In an era of deep budget cuts, school districts across California are putting a greater emphasis on reducing absences in an effort to shore up the state funding based on daily attendance.

Adding fuel to the push for better attendance are educators' worries that kids already are missing out on crucial instructional time because furlough days have become an increasingly common way for districts to save money.

And with rising federal and state academic standards, educators say the remaining school days have become ever more crucial for California students.

"There is both academic and financial benefit to this.
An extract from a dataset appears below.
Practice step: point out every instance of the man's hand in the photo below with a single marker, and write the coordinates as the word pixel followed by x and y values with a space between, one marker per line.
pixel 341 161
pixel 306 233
It's not rocket science," said Hedy Chang, director of the state and national initiative Attendance Works.

Chang pointed to the recent focus on attendance by the largest school district in California, Los Angeles Unified, that has meant an infusion of state funding that previously had been lost.

"Their attendance improvement has brought them millions," she said.

A pilot program targeting chronic truants has been launched to focus on six of Santa Rosa City Schools' eight feeder elementary school districts: Bellevue, Bennett Valley, Mark West, Piner-Olivet, Rincon Valley and Wright.

"Truancy starts then. Kids, by the time they are in middle and high school, end up with real school engagement problems," said Cate Griffiths, executive director of Recourse Mediation Service, which is overseeing Project School Attendance Mediation.

The program is designed to address family issues that can make it difficult to get a child to school: mental and physical health issues, insecure housing, and transportation problems.

For Santa Rosa City Schools, by far the largest school district in Sonoma County, a 1 percent fluctuation in attendance has an impact of approximately $837,000 a year. In 2011-12, a slight uptick in attendance meant $54,000 in added revenue from the prior year.